Whether or not they’ll admit it, any U.S. basketball team going into international competition is going to think of itself as the favorite. Most American teams have every reason to believe that, but this team, given its lack of superstars, stood to benefit from being humbled. Losing to Australia was a reminder that talent alone will not win this tournament.
Team USA played like a team that had learned its lesson early Monday morning, beating Canada 84-68 in its final exhibition game. With less than a week before its first World Cup game, here are the biggest takeaways from today’s win.
Back to basics
Team USA doesn’t lose often in international competition, but when it does, those losses tend to follow the same basic pattern. They are almost all shootouts, as the Americans typically boast such a talent advantage that they can get complacent on the defensive end of the floor, but the opposing team gets hot down the stretch and manages to steal a victory from right out under Team USA’s noses. That is what happened on Saturday when Australia handed Team USA its first loss since 2006, and it was a game that the Americans clearly learned from.
They did not score particularly effectively in this game. Much of their offense boiled down to one-on-one creation, but their energy level was so high that it hardly mattered. This was the best defensive game that Team USA has played during its exhibition season, and the rebounding battle wasn’t even close at a resounding 55-37 margin. If this team can consistently combine its superior talent with this degree of effort, it is going to leave China with a gold medal.
An obvious weakness
Team USA may have tightened up its defense in this game, but its offense remains a problem for one major reason: turnovers. They play sloppy basketball, and it showed once again today.
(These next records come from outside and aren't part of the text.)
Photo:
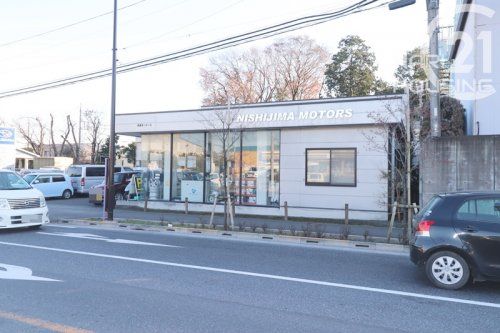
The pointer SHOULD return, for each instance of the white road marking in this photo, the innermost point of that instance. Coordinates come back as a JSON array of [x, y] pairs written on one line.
[[102, 238], [266, 276], [61, 226], [11, 272]]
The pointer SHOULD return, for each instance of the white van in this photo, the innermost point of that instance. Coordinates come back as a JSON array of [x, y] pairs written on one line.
[[20, 204], [85, 176]]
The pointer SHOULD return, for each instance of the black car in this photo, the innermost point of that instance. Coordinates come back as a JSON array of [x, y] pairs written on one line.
[[457, 238]]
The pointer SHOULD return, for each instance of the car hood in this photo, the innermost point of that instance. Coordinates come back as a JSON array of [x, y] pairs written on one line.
[[20, 194]]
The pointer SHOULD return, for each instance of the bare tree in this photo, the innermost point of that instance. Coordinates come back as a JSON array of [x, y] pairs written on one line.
[[64, 137], [93, 122], [55, 152], [289, 69], [224, 129], [33, 131]]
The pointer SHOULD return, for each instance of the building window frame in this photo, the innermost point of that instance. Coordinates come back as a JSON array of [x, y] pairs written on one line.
[[330, 183]]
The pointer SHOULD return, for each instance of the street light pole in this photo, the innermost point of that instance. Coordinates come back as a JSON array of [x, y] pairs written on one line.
[[110, 196]]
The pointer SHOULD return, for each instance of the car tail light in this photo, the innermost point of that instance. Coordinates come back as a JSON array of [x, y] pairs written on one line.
[[424, 227]]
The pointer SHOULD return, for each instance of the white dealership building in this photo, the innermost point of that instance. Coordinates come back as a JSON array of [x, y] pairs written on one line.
[[313, 156]]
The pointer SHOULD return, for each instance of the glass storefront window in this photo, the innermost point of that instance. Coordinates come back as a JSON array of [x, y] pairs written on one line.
[[191, 165], [260, 168], [334, 167], [343, 167], [155, 164], [318, 166], [214, 170], [187, 166]]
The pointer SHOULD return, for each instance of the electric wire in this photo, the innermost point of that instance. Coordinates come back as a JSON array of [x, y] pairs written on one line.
[[66, 26], [274, 30]]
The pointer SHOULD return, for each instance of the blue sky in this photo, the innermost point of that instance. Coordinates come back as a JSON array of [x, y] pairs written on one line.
[[153, 27]]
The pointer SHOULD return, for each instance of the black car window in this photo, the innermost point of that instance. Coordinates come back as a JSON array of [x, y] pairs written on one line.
[[467, 211], [488, 209], [480, 209]]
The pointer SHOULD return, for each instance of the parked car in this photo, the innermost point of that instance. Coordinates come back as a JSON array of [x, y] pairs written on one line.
[[85, 176], [121, 180], [20, 204], [51, 184], [457, 239]]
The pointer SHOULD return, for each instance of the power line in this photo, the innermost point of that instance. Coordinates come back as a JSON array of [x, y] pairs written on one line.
[[65, 26], [274, 30], [184, 26]]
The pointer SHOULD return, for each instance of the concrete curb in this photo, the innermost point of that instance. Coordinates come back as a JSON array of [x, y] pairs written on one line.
[[285, 239]]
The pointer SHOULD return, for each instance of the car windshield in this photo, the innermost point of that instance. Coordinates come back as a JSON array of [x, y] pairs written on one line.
[[118, 178], [427, 210], [11, 181], [74, 171], [29, 178]]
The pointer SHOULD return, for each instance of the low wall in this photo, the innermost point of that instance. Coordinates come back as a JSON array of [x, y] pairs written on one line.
[[313, 213]]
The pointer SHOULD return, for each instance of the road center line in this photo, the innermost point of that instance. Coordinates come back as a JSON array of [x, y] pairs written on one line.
[[266, 276]]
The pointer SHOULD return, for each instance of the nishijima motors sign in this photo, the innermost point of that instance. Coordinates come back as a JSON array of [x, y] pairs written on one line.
[[7, 135], [259, 117]]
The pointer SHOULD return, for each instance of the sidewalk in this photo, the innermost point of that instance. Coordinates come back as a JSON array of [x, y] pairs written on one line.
[[245, 222]]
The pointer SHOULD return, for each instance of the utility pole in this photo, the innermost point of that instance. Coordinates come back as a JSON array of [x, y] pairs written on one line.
[[110, 195], [408, 153], [79, 134], [432, 20]]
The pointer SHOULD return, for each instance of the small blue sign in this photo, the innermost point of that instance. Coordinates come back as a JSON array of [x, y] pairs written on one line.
[[7, 135]]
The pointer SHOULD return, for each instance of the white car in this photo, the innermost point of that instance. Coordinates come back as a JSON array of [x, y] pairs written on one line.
[[52, 185], [20, 204]]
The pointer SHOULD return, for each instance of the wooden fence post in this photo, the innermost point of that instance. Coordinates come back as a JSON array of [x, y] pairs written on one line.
[[391, 223], [346, 214]]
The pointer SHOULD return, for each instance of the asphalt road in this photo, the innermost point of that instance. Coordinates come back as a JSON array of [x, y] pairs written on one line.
[[136, 281], [79, 207]]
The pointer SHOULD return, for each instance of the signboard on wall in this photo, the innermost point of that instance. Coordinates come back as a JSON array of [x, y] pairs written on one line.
[[7, 135]]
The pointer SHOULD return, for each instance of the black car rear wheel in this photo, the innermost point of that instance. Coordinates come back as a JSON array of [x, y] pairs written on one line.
[[447, 270]]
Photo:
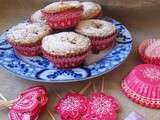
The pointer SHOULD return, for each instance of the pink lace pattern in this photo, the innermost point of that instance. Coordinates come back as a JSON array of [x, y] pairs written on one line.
[[102, 107], [72, 107]]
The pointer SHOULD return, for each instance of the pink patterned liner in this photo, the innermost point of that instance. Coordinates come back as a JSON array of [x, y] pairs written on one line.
[[63, 20], [139, 99], [141, 51], [68, 61]]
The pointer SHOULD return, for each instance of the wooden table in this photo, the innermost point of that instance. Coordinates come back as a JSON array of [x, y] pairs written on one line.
[[142, 23]]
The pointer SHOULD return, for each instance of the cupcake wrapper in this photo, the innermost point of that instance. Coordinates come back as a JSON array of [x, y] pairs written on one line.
[[66, 61], [146, 102], [63, 20], [33, 49], [101, 43], [141, 85], [144, 58]]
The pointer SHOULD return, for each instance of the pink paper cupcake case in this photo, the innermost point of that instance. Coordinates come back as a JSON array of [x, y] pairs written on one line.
[[66, 61], [63, 20], [30, 50], [141, 89], [101, 43], [141, 51]]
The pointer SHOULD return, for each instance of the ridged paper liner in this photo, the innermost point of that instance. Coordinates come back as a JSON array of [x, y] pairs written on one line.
[[147, 59], [63, 20], [141, 89], [68, 61]]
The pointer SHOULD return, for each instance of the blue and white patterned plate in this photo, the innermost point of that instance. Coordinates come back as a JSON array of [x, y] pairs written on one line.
[[40, 69]]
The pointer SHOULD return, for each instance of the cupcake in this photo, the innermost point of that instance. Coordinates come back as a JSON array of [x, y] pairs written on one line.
[[142, 85], [148, 51], [66, 49], [62, 15], [91, 10], [37, 17], [101, 33], [26, 38]]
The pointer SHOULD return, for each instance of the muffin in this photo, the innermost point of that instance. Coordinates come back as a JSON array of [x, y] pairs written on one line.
[[26, 38], [101, 33], [62, 15], [37, 17], [66, 49], [142, 85], [91, 10]]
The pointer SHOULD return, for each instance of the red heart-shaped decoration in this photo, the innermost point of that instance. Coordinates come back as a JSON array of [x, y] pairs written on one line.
[[27, 103]]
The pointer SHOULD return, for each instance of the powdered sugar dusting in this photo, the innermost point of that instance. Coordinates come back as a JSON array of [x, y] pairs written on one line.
[[95, 27], [152, 73], [65, 43], [27, 32], [90, 9], [38, 17]]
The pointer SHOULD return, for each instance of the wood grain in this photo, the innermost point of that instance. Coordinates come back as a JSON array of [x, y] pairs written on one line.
[[142, 22]]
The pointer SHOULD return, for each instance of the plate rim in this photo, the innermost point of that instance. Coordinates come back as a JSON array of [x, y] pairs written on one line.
[[76, 80]]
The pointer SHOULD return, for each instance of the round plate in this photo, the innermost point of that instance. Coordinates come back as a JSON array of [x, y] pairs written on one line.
[[40, 69]]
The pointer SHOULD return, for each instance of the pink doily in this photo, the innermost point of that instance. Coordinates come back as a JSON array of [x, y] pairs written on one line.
[[29, 104], [72, 106], [102, 107]]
The Americans hit double-digit turnovers in every game that it played during exhibition season. That number jumped as high as 24 in their Blue-White scrimmage, and landed at 19 in this one. Team USA’s half-court defense was stellar in this game, but they gave away far too many easy points off of those turnovers. They may have been able to cruise to a 16-point win against an undermanned Canadian team, but those easy points became far more meaningful against top teams.
More lineup shuffling
Gregg Popovich still hasn’t settled on a starting lineup. Though Donovan Mitchell and Myles Turner appear safe as full-time starters during exhibition season, and Kemba Walker likely is as well, thanks to his status as a captain, the forward slots remain highly unstable. Harrison Barnes and Jayson Tatum started in this game, but Jaylen Brown, Joe Harris, Khris Middleton and Marcus Smart have all started exhibition games as well, and Popovich has not named starters for the World Cup.
If anyone earned a starting spot in this game, it was Brown. He led all scorers with 19 points on 8-of-11 shooting, and his defense throughout these exhibition games has been a strong positive. Popovich will likely make changes on a game-by-game basis, but Brown has been the standout at forward so far.
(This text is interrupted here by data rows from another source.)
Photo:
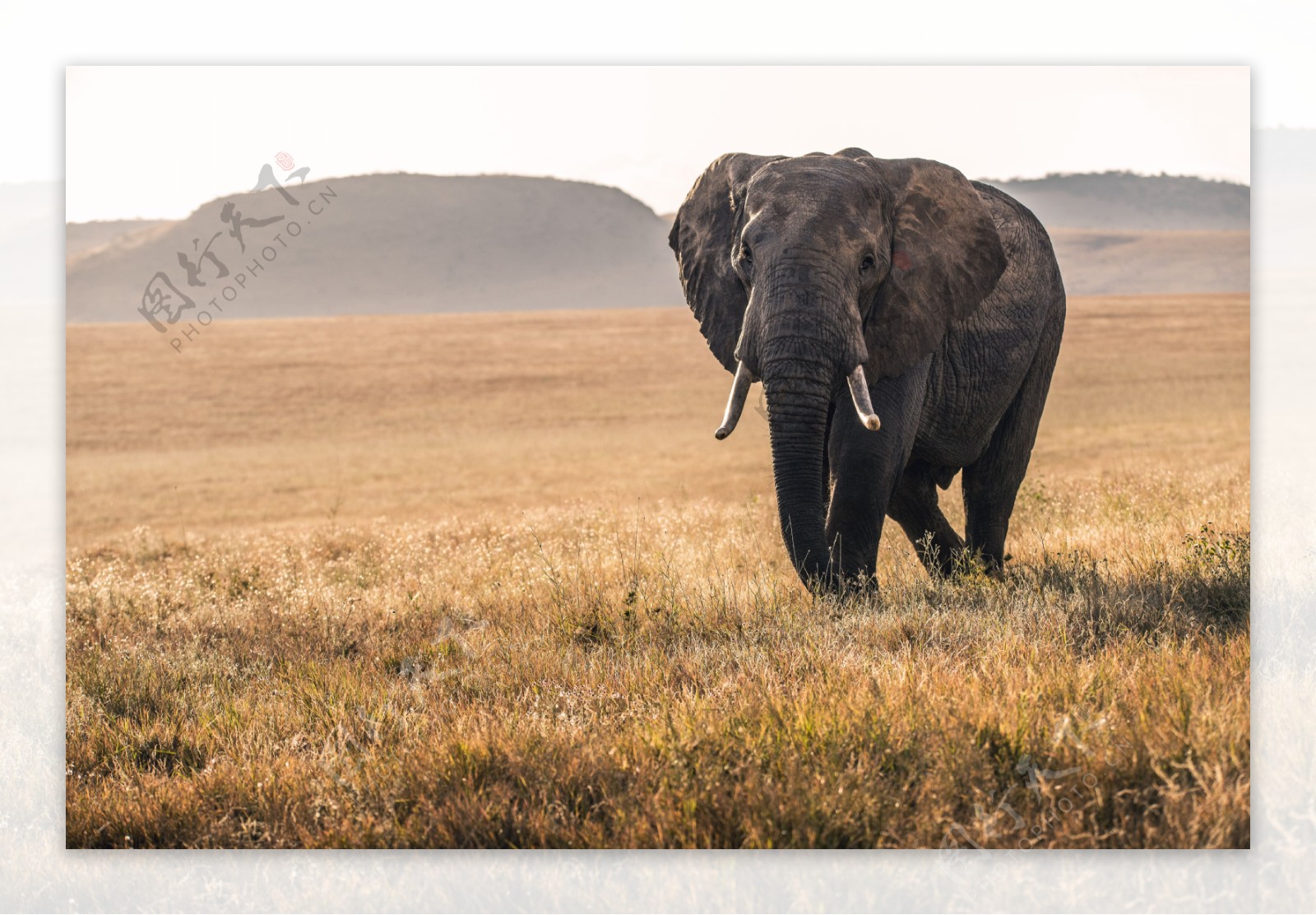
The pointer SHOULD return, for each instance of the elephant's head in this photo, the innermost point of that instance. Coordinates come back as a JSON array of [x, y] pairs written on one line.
[[822, 273]]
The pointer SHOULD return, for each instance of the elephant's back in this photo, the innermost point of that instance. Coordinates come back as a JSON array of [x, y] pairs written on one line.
[[982, 362]]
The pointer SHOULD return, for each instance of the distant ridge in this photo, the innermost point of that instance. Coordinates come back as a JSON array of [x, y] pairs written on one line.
[[414, 244], [1127, 201]]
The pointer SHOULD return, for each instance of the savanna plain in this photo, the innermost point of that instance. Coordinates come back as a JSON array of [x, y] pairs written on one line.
[[489, 581]]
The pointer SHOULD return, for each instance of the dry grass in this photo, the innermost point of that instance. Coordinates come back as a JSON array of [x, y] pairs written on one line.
[[582, 629]]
Team USA had already been playing fairly small by putting four shooters around one center, but for the first time in this game, they found real success without a single big man on the floor. They outscored Canada by nine points in around nine minutes of total game time without a center on the floor.
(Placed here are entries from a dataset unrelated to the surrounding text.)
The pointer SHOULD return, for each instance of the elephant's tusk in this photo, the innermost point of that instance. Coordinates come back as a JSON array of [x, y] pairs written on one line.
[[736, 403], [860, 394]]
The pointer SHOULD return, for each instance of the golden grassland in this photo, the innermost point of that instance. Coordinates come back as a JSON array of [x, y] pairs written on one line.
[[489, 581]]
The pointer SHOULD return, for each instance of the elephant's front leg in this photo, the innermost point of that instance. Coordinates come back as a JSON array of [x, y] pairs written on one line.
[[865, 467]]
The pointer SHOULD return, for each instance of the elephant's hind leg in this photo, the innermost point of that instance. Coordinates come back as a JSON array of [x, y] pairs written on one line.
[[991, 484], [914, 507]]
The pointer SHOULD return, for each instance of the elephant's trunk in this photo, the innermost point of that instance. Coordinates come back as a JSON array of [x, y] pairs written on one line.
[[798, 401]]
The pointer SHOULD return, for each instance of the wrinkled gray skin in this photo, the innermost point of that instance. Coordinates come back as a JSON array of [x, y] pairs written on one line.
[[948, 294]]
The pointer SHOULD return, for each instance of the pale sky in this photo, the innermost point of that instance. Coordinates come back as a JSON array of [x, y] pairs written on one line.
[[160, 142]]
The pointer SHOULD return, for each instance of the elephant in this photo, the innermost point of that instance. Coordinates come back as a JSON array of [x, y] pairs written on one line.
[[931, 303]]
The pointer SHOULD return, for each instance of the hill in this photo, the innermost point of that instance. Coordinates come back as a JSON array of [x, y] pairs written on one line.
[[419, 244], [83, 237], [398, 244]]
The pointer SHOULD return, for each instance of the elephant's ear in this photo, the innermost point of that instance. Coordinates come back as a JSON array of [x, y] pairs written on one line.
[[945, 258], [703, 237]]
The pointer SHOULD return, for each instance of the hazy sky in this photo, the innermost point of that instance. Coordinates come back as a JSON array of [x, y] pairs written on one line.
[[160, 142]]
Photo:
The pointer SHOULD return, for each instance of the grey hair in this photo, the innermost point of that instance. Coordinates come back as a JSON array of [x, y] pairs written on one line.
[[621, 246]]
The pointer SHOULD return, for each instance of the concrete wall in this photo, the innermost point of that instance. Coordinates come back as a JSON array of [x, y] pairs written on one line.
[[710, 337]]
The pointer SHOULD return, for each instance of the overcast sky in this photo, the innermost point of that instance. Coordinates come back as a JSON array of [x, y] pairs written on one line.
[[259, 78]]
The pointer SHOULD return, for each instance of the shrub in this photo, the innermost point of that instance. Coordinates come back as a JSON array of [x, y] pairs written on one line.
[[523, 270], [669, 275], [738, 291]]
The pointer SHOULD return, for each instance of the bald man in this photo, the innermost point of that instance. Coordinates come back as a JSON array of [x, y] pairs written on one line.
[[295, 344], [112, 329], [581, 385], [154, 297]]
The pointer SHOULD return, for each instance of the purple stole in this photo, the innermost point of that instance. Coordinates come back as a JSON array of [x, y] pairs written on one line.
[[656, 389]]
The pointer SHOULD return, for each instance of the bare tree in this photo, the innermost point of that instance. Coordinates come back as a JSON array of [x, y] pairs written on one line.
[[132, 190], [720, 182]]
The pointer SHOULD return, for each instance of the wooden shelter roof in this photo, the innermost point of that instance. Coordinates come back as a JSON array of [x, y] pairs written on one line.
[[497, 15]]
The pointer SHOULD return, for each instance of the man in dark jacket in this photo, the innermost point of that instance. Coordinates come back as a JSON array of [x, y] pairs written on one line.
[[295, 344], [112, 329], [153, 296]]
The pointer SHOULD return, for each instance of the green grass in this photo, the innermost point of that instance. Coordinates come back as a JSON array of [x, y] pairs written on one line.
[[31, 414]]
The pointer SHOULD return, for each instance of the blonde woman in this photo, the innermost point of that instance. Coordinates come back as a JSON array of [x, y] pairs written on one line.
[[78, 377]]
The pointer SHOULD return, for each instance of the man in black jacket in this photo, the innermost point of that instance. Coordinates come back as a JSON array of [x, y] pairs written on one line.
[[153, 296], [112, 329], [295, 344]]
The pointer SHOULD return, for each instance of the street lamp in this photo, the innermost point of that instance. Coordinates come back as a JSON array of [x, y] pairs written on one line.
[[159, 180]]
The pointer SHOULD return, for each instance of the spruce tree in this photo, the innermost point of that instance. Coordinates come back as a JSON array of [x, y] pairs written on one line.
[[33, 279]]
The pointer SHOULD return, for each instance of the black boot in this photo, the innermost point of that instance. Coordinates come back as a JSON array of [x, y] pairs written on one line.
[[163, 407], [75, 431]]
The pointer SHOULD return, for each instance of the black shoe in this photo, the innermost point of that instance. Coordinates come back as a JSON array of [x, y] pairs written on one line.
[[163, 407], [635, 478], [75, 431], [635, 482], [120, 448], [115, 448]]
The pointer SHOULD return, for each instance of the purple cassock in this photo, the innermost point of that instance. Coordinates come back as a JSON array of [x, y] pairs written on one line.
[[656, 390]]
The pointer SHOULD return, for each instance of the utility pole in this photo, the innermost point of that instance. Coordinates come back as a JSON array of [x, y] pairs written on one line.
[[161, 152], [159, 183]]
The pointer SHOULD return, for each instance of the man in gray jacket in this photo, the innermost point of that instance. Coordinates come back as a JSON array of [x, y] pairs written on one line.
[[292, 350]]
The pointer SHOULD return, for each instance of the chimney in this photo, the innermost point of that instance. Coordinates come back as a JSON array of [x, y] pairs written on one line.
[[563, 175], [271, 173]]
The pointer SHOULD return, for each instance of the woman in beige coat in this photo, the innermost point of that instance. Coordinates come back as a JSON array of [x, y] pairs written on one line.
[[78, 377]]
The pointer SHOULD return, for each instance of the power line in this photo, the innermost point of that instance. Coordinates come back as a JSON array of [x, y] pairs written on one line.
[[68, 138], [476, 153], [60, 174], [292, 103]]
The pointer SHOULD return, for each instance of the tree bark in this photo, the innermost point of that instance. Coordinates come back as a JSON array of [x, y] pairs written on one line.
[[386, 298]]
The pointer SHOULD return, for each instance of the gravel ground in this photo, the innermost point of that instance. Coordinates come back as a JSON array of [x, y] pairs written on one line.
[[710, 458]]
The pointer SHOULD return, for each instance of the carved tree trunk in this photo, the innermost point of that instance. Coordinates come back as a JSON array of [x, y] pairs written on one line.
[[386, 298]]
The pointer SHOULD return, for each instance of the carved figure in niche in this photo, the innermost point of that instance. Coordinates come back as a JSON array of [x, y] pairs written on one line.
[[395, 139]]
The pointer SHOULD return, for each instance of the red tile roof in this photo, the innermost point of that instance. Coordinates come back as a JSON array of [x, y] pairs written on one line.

Myles Turner has been excellent throughout these exhibition games, but Mason Plumlee has not, and Brook Lopez has not played much. There will likely come a point in the World Cup in which Team USA needs to play without a big man. If nothing else, it is a nice wrinkle to have prepared against some of the tournament’s top teams. Rudy Gobert has struggled in the NBA against five-out lineups, and Nikola Jokic is not known for his perimeter defense either. Don’t be surprised if Popovich unleashes one of these small lineups at a critical point against either France or Serbia down the line.